At this point, Gen Z expects brands to try to get one over on them. That’s why brand transparency needs to start not just at the supply chain, but with manufacturing materials. They want to see every single phase of a retailer’s production process, from product idea inception to the delivery of the final sale, so that they can rest assured that no nefarious practices are being conveniently left out.

Viva la Revolution!

Reports of mental health issues have skyrocketed in recent years. Life expectancy, on the other hand, has significantly decreased. Not due to lack of access to medical coverage, but because of suicide, opioid overdose, and alcoholism. I’ve written about Gen Z’s mental health issues in the past. Here’s a quick update:

  • Nearly half of Gen Z (42 percent) have experienced “depression or feelings of hopelessness.”
  • Over the past 15 years, antidepressant use has increased in the United States by nearly 65 percent.
  • 46 percent of Gen Z and 38 percent of millennials report being “stressed some most of the time.”
  • More than 9 in 10 members of Gen Z have experienced physical health issues from stress.

Here’s the caveat –– and I promise you, it’s a good one. An increasing number of studies posit that current mental health issues may be the next generation’s response to late-stage capitalism. Now, nobody reading this article is probably socialism inclined and that’s not what I’m advocating. What I am suggesting, however, is that Gen Z is spearheading a change in the present-day consumerist ideology. Retailers ignore this at their own detriment.

I found this excerpt from a recent study on the negative impact of Neoliberal capitalism on mental health to be particularly pertinent to Gen Z purchasing behavior:

“…people driven more by extrinsic motives, meaning that they mostly do things in order to get something in return, are more likely to have shorter and less meaningful relationships than people who are driven by intrinsic motives, meaning that they do things because they enjoy them.”

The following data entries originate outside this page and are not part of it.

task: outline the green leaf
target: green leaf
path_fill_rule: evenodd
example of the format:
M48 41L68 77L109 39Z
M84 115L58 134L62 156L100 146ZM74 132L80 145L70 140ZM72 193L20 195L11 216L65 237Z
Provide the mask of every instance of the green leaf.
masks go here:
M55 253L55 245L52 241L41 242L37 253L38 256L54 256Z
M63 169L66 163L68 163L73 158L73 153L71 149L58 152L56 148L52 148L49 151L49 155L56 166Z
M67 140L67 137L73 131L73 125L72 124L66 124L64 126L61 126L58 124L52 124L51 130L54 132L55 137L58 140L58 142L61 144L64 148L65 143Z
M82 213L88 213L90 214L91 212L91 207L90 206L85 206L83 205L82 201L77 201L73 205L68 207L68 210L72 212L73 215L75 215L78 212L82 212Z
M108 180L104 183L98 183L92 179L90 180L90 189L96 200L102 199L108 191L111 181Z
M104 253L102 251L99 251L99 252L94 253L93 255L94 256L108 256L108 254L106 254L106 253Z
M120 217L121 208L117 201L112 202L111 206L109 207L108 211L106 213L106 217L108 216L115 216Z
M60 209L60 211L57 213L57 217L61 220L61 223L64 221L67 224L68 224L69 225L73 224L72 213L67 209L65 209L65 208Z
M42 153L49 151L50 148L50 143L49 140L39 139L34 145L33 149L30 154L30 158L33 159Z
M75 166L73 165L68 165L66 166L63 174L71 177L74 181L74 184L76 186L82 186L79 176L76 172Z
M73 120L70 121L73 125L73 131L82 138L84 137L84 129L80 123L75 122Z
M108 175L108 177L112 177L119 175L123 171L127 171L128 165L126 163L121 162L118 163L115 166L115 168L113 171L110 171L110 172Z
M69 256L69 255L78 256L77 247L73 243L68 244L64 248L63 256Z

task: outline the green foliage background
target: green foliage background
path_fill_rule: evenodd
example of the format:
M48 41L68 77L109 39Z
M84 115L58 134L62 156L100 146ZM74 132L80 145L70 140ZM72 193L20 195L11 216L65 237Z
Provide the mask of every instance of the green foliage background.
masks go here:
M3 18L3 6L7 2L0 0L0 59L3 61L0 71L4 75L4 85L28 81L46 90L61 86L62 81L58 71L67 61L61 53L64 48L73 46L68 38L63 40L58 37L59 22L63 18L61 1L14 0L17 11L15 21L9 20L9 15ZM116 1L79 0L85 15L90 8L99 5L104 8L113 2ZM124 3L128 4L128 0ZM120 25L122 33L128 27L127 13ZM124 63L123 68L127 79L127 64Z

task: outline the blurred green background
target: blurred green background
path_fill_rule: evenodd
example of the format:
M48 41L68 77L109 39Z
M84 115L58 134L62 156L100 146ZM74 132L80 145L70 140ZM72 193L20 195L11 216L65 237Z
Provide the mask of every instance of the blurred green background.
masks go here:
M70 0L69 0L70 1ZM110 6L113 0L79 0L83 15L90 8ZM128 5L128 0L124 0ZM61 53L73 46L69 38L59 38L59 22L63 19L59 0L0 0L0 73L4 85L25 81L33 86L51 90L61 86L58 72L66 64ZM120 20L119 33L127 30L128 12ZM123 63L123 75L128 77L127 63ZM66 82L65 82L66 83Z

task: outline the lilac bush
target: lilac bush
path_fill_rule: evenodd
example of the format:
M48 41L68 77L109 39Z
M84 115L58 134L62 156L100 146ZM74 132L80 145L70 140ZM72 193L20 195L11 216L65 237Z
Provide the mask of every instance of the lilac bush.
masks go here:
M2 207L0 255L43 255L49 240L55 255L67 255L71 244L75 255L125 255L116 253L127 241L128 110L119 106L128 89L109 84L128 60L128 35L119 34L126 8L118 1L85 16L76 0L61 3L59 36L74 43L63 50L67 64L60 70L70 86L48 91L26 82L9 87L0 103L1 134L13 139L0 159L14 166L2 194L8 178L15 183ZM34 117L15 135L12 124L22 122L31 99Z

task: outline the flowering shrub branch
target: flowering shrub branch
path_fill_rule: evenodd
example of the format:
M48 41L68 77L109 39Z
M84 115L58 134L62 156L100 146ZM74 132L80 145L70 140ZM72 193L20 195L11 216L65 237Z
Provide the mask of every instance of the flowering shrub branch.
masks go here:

Think about this quote within a capitalist framework. Next Gens aren’t purchasing items for status or to flex on their counterparts, they’re spending when they absolutely have to, when it’s enjoyable, and/or when they feel like they’re helping the world at large by doing so.

A Greater Level of Openness, for Good

Gen Z’s affinity for extreme transparency and creating change extends to their wardrobes. Just check out the surge in brands creating clothing with a mental health awareness bent. Luxury retailers are all about donating to mental health awareness in 2022. Even mid-tier brands like JanSport, Nike, Athleta and others are all aboard the mental health bandwagon.

Next-gen consumers are inarguably discerning, but they’re also forgiving and driven by the desire to create impact for the greater good. Through total transparency, quality goods production, and a willingness to speak to causes that matter to next gens, brands and retailers can continue connecting with next gen consumers… whatever may come next.